Об Аркадии Ровнере и улице Мачабели

Во второй половине января 1990 года в Тбилиси приехал Аркадий Ровнер. Был он профессором религиоведения в одном из американских университетов (расположенном, если правильно помню, где-то на восточном побережье США). А Тбилиси был избран целью его посещения потому, что он родился и вырос в этом городе. Тогда, в последние перестроечные годы, не было недостатка в открытиях за рубежом соотечественников (как уже умерших, так и здравствовавших), которые сделали себе имя и внесли вклад в ту или иную отрасль науки, искусства, литературы; имя Ровнера на этом горизонте, безусловно, не блистало звездою первой величины. Но всё же, всё же…

Помню тихие январские сумерки – и нас троих (маму, моего брата Вадика и меня), пришедших на творческий вечер Ровнера. Устроен он был в одном из домов на улице Мачабели. Попытаюсь объяснить, что это за улица, людям, с Тбилиси вовсе незнакомым. Хотя из попытки моей, конечно же, ничего, кроме чистейшей воды субъективности, не выйдет. Сама фамилия Мачабели принадлежит к наиболее известным и знатным в Грузии. Никто достоверно не знает, откуда она произошла – некоторые утверждают, что она представляет собой переиначенную на грузинский лад абхазскую фамилию Ачба, иные же находят корни рода Мачабели в Южной Осетии. Эти сведения, впрочем, не имеют никакого отношения к моему восприятию улицы Мачабели, тем более, что я к стыду своему и не знаю, в честь какого именно из представителей этого славного рода она была названа.

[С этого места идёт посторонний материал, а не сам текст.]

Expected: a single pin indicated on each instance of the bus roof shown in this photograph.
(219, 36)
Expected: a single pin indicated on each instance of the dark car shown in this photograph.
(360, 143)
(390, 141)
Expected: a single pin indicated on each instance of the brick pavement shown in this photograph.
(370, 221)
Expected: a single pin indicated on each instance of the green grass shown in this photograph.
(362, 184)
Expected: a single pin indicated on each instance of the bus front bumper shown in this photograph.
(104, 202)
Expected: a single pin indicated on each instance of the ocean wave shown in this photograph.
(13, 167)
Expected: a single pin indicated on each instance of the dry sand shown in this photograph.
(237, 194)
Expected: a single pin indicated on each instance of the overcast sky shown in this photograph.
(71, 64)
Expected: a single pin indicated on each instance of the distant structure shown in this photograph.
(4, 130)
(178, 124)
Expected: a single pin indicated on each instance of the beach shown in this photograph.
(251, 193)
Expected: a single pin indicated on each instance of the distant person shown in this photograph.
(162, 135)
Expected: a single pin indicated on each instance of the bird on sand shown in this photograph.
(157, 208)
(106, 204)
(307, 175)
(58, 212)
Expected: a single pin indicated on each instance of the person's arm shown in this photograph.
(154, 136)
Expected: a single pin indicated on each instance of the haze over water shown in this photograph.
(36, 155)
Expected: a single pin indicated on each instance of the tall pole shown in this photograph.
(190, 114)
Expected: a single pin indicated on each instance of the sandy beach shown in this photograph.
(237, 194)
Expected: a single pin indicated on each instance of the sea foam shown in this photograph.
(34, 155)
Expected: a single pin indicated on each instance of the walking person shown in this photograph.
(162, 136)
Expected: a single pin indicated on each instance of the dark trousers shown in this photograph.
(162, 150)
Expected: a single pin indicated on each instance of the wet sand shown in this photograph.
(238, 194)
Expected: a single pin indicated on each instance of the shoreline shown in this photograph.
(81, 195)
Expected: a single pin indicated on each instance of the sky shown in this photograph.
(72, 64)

Улица Мачабели располагается в том совершенно волшебном районе Тбилиси, который, вплотную примыкая к старому городу, всё же не является его частью. Вследствие этого здесь нет того, на что быстро и с готовностью падают глаза охочего до экзотики туриста, что они жадно впитывают, что впоследствии, будучи запечатлено на фото- и видеоплёнке, пользуется наибольшим успехом как у родных и близких туриста, так и у самой широкой публики; зато в изобилии есть то тихое, словно бы обволакивающее душу и немного печальное, как и всё истинно прекрасное в Грузии, очарование, которое вообще, как правило, лучше воспринимается и больше говорит сердцу коренного жителя, а не гостя издалека. Очарования этой улицы нисколько не портил даже один из самых больших из стоявших на ней домов – внушительных размеров белый особняк, в котором в годы моей молодости размещался ЦК Комсомола Грузии, а в годы юности маминой – ни много ни мало как тбилисская резиденция Берии. Это там, под сенью этого особняка, мама моя едва не погибла в давке в день похорон Сталина. Её – и её подружку – спас один офицер, который перед наступлением наиболее страшных мгновений успел научить их, как себя держать, чтобы выстоять под напором временно лишившейся разума людской массы. А погибшие в той давке всё-таки были…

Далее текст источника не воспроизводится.